Bernadine reacts by emptying the closets of his designer suits and Italian shoes and dumping them in his BMW, which she then sets on fire. (The first sign that this movie might have a loose grip on reality is that the fire department lets her off with a warning.) She then takes comfort with her friends, who offer solace but no solutions. Each of them is having her own Male Trouble.

With the sassy Robin, the problems seem to be mostly of her own making. She is inevitably attracted to street hustlers and hoodlums who leave her stranded at parties or steal her wallet. When she does take a chance on a dumpy accountant from her office, he turns out to be dud in the sack and a scoundrel besides.

Savannah has higher standards, which presents its own set of problems: Any man to whom she is attracted seems to have his pick of paramours, or else be more attracted to himself than to her. Unwilling to lower those standards, and urged on by her mother, she lapses back into an affair with a handsome and successful married man.

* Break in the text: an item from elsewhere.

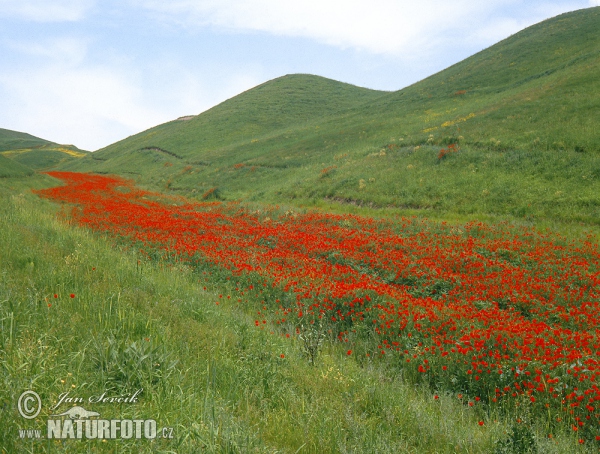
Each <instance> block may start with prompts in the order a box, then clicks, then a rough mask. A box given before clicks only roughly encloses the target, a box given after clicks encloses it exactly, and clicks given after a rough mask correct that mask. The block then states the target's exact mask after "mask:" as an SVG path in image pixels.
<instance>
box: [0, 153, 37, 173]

As for Gloria, she has retreated from the gender wars to raise her son and liberate her waistline. Still, when her son's father shows up for one of his none-too-frequent visitations, she tries to seduce him, only to be told he's not interested; after years of pretending, he's now officially out of the closet.

For a while, we assume these episodes -- some played for high tragedy, others for low comedy -- are leading us somewhere, or that they will accumulate into a theme that is a little more substantial than "black women good, black men very bad." They never do, and after a while, we realize they are only marginally connected. Even major emotional incidents, as when Gloria tells her son that his father is homosexual, seem to have no ramifications beyond the moment.

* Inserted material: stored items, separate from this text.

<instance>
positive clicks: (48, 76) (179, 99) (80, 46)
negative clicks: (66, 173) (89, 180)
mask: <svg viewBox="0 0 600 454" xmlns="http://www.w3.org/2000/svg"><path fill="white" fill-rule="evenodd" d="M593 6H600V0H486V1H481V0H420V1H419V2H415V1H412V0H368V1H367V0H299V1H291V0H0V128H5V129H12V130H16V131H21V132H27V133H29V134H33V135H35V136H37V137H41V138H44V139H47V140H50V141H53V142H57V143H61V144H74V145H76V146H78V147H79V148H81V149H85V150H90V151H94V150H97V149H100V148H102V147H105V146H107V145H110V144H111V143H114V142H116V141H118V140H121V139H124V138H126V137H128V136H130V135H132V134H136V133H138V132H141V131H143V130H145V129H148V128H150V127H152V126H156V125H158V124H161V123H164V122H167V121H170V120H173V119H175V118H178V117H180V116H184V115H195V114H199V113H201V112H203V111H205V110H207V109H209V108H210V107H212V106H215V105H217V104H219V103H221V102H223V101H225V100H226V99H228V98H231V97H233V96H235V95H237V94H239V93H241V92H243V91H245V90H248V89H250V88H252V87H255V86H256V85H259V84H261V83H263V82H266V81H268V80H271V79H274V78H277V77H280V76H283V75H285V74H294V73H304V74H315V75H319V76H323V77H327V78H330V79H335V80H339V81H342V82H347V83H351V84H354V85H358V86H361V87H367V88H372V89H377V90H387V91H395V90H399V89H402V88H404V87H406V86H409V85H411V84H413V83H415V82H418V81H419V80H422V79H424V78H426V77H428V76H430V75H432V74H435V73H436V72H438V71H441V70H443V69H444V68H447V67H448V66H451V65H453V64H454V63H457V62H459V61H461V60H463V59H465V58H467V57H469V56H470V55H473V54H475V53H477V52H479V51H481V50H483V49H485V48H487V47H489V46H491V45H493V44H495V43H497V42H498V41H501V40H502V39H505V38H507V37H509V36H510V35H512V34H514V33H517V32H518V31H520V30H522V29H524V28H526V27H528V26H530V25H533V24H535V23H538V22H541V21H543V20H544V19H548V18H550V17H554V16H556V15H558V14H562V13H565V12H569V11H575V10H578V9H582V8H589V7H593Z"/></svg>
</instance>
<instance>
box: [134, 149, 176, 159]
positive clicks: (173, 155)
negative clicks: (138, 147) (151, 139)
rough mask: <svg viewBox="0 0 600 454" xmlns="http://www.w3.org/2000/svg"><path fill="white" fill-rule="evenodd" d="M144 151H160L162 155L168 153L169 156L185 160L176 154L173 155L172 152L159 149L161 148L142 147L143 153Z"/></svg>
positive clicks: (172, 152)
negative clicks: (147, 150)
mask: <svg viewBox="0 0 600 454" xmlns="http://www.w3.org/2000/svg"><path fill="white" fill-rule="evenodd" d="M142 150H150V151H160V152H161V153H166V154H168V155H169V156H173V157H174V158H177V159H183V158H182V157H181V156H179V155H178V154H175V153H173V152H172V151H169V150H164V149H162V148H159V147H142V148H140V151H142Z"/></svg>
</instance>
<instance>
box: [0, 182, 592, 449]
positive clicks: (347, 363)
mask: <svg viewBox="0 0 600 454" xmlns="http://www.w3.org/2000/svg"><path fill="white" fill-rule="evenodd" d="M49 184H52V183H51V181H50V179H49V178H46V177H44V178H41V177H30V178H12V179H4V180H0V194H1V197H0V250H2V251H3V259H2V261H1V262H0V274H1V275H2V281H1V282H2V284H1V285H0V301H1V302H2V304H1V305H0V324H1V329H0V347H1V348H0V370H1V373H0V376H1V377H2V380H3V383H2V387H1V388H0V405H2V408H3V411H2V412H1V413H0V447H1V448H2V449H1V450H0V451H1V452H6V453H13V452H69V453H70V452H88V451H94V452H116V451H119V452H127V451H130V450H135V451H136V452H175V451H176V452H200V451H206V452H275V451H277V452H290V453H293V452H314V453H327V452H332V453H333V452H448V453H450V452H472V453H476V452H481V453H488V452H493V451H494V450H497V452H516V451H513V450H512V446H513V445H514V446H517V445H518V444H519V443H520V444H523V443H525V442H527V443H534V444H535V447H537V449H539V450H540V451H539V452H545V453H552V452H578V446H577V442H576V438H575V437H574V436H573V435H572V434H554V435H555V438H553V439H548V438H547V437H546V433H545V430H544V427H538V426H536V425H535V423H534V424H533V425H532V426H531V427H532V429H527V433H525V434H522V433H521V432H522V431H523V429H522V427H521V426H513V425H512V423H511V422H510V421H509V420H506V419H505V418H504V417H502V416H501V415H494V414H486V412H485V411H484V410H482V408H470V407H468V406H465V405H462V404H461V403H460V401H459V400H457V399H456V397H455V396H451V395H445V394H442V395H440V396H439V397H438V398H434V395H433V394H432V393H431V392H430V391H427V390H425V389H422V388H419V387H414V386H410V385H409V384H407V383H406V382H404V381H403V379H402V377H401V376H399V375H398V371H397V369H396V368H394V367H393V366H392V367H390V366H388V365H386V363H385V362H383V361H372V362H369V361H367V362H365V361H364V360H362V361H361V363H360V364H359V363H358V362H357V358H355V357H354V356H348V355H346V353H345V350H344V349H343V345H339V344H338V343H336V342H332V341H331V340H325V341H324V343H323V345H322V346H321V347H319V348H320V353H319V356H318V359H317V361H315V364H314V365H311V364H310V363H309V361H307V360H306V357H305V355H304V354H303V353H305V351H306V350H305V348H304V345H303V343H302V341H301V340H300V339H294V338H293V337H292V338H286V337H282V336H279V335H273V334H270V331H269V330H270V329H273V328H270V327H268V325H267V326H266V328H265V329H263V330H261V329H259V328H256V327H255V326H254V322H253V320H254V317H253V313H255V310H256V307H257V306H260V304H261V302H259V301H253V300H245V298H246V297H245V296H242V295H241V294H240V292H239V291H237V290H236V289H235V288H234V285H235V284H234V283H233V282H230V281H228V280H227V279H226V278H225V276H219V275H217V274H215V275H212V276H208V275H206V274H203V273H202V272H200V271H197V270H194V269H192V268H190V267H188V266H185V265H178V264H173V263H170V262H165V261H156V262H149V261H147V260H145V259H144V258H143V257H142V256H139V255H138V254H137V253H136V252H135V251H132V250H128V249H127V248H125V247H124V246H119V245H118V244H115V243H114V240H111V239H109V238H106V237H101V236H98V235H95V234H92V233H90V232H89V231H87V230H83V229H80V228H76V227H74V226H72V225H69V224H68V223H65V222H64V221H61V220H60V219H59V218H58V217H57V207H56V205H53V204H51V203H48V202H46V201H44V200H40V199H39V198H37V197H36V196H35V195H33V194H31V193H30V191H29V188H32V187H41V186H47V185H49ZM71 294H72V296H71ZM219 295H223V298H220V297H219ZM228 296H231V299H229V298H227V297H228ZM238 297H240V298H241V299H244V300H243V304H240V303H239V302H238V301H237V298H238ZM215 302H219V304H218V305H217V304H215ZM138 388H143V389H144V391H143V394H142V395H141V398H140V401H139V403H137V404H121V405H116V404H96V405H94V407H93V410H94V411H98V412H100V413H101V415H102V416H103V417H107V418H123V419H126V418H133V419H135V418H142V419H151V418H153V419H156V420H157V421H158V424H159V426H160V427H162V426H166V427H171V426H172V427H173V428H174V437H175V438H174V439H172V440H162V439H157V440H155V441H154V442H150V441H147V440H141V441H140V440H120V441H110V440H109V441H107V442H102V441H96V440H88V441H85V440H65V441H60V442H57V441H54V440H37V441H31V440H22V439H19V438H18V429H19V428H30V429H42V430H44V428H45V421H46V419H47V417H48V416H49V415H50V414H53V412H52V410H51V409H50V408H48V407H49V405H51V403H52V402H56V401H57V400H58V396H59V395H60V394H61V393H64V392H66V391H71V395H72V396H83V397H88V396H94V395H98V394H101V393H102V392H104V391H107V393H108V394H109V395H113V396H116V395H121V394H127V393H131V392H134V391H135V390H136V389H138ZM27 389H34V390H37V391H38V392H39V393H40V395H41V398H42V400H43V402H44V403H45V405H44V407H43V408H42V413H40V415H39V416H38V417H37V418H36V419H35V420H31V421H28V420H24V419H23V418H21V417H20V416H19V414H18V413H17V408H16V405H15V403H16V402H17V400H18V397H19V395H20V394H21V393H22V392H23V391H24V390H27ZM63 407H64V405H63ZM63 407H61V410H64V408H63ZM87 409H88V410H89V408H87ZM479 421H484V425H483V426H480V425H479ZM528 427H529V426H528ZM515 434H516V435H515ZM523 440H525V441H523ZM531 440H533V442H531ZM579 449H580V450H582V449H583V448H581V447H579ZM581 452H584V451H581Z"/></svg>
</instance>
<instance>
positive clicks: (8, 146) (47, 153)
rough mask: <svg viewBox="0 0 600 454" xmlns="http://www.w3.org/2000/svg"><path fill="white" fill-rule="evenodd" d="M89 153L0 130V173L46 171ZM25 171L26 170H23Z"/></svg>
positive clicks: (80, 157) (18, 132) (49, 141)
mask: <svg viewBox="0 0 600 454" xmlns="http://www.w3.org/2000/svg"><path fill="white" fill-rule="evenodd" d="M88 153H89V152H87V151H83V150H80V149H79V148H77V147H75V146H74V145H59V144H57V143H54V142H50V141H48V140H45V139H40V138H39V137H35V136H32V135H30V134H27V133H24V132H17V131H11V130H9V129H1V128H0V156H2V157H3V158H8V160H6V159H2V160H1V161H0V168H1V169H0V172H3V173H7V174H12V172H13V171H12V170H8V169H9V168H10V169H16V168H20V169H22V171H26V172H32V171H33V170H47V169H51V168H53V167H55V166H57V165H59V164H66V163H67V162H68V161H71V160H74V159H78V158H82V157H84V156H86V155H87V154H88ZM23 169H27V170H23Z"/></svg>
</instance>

Nor is director Forest Whitaker any more expansive about the characters themselves, who seem defined only by their wardrobes and interior decorations. Therefore Gloria is dowdy and down to earth, Robin is sexy and sensuous, Bernadine is sophisticated and needy, and Savannah is a savvy professional. We know what kind of women they are, but never who they are; in their own way, they are as stereotyped and one-dimensional as the men they diss.

Ironically, this is actually better news for the male actors, who at least get to wax despicable in individual ways. (To be fair, two "positive" men do enter the women's lives in the end; one is a handyman played by Gregory Hines, whose wife is dead, the other a lawyer, played by an unbilled Wesley Snipes, whose wife is dying.)

The females stars, on the other hand, get to do little but cry and complain and kvetch until the end, when they all decide they really don't need men after all, and ride around singing along with songs on the radio to prove it. This may be a female thing that the rest of us don't understand, but as far as I can tell, it isn't any big thing.